Truganini by Cassandra Pybus
Cassandra Pybus’s Truganini tells the story of a journey full of deception and dead ends as George Augustus Robinson, ‘Protector of Aboriginals’, leads a group of Indigenous survivors from Lunawanna-alonnah around lutruwita on a mission of ‘conciliation’, which turns into an ill-fated scheme of deceit and control.
Pybus vividly paints Truganini (erroneously called the ‘last Tasmanian Aboriginal person’) as a bold, capable woman trying to manage her destiny while her people, culture and lands are destroyed. Truganini and her companions navigate the apocalyptic landscape of Tasmanian colonial genocide, where within a single generation many Tasmanian Aboriginal people living traditional lifestyles were either killed by colonists or kidnapped by Robinson and concentrated on Flinders Island.

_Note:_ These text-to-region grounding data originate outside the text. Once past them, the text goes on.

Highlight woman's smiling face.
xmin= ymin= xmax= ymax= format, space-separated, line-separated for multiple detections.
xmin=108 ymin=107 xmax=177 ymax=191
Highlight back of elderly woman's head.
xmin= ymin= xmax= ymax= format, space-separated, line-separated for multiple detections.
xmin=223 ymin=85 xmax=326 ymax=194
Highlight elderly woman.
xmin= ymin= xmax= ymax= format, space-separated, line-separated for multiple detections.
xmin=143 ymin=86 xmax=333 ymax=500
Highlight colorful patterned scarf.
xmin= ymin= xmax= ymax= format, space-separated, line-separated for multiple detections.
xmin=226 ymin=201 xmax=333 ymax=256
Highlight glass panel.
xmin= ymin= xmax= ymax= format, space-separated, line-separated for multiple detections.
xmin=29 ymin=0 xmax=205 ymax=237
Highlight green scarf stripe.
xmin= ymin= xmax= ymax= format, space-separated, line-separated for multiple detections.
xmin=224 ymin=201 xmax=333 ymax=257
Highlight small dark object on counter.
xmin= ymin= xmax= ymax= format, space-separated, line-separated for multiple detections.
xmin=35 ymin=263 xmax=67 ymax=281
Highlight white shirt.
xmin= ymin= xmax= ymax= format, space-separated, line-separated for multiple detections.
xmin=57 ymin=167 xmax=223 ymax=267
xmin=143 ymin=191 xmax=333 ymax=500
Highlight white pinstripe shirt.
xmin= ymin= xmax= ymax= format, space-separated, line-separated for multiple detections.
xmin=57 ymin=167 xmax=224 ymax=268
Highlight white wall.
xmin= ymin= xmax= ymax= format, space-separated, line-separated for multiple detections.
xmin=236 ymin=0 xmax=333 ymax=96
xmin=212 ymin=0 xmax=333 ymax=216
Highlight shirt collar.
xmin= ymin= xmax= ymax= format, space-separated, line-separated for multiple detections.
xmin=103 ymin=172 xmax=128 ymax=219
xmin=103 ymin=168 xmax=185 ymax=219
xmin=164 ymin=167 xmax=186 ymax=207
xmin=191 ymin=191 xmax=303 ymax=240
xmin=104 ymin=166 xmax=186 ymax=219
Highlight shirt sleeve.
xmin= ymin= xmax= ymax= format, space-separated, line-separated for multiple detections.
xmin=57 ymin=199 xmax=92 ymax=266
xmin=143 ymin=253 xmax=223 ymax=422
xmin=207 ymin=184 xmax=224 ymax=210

Truganini, Wurati, Manalakina and other survivors bolt themselves to Robinson because he affords them the opportunity to continue to practice traditional culture, where all around them that culture is being violently suppressed. Robinson is dependent on his guides while in the bush, and is invited to partake in ceremony and To inducted into a traditional way of life. Robinson never fully accepts this invitation, and in the end betrays the people whose trust he needed for his mission of ‘conciliation’.
The real power of the book is its attempt to show, through Truganini’s eyes, the interaction between two cultures: one obsessed with extraction, status, and wealth; and the other defined by reciprocity, interconnectedness, and placedness. It’s a bleak history, and one many white Australians have difficulty swallowing, but it’s only through honest and emotionally sensitive engagement that white Australia can even begin to truly reconcile its genocidal past. Moreover, the book shows Truganini as a woman living her life on her own terms, not merely as a passive victim of an inevitable history.